Se, inoltre, è vero che la competizione tra imprese genera vincitori e vinti ed è vero quindi ciò che teorizzò Marx, ossia la legge di tendenza alla centralizzazione dei capitali (che trova una prima conferma empirica riguardo alla concentrazione del capitale azionario in uno studio relativamente recente di Emiliano Brancaccio et al.), il capitalismo genera asimmetrie macroeconomiche territoriali, concentra il potere economico e quindi politico e a sua volta riproduce le condizioni per un maggiore accentramento del potere, non produce invece le condizioni per un compromesso.
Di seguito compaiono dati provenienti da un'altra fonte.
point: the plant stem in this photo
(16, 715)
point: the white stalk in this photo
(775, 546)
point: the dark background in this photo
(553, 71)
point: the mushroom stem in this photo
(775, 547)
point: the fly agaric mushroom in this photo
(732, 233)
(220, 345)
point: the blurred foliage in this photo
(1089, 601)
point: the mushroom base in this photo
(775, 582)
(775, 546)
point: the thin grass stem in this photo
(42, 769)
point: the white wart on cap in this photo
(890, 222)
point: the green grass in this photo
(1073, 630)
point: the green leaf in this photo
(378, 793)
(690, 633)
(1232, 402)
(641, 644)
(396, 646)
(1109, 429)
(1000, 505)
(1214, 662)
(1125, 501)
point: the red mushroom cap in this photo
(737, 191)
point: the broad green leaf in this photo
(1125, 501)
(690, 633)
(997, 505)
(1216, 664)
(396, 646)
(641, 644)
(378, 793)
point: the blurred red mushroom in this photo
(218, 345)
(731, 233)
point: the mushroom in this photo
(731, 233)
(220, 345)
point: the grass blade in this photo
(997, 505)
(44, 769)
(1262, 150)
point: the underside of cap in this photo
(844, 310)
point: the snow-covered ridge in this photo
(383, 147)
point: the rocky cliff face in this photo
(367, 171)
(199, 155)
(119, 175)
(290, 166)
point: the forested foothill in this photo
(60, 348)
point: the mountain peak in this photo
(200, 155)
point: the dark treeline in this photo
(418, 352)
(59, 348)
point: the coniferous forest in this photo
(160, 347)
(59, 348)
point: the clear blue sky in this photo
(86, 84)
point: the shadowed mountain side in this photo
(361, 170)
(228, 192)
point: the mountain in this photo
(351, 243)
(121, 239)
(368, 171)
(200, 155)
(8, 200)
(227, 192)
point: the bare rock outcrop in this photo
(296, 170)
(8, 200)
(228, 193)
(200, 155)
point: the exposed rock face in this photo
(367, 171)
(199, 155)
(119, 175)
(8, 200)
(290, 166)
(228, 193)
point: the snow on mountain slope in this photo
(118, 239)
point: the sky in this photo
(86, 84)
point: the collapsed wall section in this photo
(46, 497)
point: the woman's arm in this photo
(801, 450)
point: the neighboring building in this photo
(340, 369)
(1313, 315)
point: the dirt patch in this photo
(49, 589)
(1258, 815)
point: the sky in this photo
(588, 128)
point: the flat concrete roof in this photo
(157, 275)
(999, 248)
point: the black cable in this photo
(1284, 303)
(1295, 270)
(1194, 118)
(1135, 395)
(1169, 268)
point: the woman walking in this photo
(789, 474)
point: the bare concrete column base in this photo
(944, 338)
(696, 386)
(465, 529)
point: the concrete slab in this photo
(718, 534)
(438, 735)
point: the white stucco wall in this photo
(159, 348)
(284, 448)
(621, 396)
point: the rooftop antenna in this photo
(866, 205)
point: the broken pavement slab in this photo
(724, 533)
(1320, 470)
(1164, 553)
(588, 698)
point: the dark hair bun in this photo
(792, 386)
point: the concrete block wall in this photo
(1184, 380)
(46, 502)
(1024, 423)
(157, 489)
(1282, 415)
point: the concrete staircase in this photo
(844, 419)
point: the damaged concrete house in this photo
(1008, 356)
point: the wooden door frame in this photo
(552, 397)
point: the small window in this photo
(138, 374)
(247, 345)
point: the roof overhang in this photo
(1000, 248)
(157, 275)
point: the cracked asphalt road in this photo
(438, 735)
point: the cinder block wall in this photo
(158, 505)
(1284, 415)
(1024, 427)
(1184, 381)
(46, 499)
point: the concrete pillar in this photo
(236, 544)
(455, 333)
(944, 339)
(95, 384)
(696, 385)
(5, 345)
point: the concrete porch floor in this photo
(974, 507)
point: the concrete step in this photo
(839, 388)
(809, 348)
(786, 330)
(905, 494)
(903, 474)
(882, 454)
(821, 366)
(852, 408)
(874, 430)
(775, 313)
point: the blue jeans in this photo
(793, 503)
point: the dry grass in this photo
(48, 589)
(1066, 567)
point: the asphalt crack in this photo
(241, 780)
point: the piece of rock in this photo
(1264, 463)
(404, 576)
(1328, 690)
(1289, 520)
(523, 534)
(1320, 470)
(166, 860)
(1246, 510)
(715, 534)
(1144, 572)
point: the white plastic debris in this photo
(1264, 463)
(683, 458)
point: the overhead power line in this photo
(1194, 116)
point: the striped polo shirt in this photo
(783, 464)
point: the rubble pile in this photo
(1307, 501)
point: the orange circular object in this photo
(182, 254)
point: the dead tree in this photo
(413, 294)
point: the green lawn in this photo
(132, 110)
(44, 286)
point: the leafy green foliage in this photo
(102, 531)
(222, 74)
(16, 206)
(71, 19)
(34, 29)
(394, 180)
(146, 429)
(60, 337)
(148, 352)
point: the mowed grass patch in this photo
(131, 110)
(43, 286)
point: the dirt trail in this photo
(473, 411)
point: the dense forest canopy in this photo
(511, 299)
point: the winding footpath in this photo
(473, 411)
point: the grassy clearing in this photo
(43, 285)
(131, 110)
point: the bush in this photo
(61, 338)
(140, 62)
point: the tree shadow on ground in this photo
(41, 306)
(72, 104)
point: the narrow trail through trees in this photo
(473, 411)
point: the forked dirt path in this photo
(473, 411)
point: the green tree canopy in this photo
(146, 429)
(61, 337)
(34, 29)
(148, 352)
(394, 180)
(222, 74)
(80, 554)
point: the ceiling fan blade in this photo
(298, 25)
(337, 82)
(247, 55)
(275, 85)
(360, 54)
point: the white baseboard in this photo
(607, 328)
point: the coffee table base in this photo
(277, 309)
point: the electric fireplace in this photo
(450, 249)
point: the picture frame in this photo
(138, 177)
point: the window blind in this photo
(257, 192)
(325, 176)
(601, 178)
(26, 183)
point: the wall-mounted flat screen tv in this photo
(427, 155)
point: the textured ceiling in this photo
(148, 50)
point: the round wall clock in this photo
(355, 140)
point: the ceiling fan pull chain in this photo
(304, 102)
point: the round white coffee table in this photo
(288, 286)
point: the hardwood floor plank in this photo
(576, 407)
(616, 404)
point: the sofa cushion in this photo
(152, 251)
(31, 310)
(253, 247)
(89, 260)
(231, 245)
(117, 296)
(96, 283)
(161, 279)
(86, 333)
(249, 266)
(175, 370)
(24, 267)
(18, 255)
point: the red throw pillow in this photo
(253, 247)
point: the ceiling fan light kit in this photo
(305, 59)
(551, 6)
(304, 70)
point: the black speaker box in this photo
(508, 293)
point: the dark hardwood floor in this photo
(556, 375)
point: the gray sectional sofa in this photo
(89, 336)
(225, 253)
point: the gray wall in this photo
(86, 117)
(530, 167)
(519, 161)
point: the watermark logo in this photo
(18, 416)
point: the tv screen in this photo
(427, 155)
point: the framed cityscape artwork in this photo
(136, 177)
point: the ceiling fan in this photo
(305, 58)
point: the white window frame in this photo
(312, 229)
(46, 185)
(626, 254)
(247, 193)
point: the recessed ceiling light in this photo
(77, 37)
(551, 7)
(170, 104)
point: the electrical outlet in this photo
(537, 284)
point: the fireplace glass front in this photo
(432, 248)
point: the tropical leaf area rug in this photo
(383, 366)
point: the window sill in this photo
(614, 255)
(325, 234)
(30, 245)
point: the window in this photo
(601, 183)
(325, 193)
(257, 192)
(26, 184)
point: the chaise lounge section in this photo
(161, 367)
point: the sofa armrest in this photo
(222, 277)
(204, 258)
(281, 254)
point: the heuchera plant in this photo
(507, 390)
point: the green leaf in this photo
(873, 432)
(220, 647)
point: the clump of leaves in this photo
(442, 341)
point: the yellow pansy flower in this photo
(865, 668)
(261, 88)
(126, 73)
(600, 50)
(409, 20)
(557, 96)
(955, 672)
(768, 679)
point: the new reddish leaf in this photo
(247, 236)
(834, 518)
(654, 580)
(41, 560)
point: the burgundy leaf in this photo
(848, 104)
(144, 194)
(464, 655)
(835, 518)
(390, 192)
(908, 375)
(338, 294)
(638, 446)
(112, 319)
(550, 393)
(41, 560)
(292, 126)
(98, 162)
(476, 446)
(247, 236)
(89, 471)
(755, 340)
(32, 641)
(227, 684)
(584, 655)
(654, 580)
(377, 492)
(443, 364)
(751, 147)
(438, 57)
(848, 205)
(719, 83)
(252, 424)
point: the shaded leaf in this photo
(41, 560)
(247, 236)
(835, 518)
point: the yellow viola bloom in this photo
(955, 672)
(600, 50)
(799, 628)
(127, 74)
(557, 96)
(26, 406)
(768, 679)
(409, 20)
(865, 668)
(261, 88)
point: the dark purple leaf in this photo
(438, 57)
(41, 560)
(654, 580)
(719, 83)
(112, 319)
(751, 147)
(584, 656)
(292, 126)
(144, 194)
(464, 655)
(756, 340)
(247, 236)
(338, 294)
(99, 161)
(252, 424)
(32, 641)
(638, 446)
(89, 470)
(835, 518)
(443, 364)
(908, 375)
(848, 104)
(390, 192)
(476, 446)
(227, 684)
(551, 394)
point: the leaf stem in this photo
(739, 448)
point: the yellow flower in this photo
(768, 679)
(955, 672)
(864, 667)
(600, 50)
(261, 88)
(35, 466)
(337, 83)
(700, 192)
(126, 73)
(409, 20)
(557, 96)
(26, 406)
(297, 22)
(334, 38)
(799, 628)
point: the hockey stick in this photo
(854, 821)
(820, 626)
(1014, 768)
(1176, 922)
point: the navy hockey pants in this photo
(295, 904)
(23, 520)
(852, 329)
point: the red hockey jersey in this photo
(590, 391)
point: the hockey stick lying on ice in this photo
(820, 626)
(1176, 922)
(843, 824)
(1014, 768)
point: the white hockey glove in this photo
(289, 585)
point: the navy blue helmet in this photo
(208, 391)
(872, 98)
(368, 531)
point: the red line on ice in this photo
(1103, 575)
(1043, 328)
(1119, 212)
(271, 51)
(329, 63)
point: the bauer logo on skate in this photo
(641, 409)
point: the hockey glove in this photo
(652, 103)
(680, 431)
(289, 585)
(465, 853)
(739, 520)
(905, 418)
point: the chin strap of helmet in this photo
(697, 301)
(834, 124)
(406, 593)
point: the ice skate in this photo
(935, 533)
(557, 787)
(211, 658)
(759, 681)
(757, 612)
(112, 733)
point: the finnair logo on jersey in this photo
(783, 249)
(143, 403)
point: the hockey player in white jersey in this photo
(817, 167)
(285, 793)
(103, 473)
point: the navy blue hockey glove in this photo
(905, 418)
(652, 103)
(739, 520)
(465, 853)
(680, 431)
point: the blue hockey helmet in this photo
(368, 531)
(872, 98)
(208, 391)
In una prospettiva rivoluzionaria, di cambiamento della struttura della società con l’obiettivo di raggiungere un maggiore benessere collettivo, il cambiamento culturale, del paradigma, gioca un ruolo chiave. Tuttavia seppure immaginiamo la necessità di un periodo di transizione in cui il ruolo dell’intervento pubblico sia prioritario e che non si risolva in una spesa a deficit generica ma pianificata, questo stato di cose, a mio avviso, non può essere raggiunto se non attraverso la lotta di classe così come non credo che il keynesismo della prima metà del Novecento si sarebbe potuto imporre come paradigma alternativo se una certa borghesia e le classi lavoratrici dei Paesi sviluppati non avessere messo in luce le contraddizioni del capitalismo stesso e non avesso ricercato un’alternativa ad esso.
[…] J.M.Keynes […]
Condivido,e aggiungo a latere dell’articolo che J.M.Keynes non è stato mai amato dai Marxisti proprio perchè non era un rivoluzionario massimalista. Per costoro “Il capitalismo si abbatte, non si cambia”. Anche oggi è così,per esempio ho letto l’ottimo ultimo lavoro di Thomas Piketty (a mio avviso potreste scrivere qualcosa al riguardo, Piketty è un’ottimo Economista obliquo, sghembo, fuori dal coro, un autore interessante in una prospettiva riformistica del liberal-capitalismo) “Capitale e Ideologia”,e ho notato che è stato stroncato da molti economisti Marxisti che considerano Piketty una sorta di “finto marxista” (Piketty stesso non si definisce un marxista!), un liberal-capitalista inconsapevole.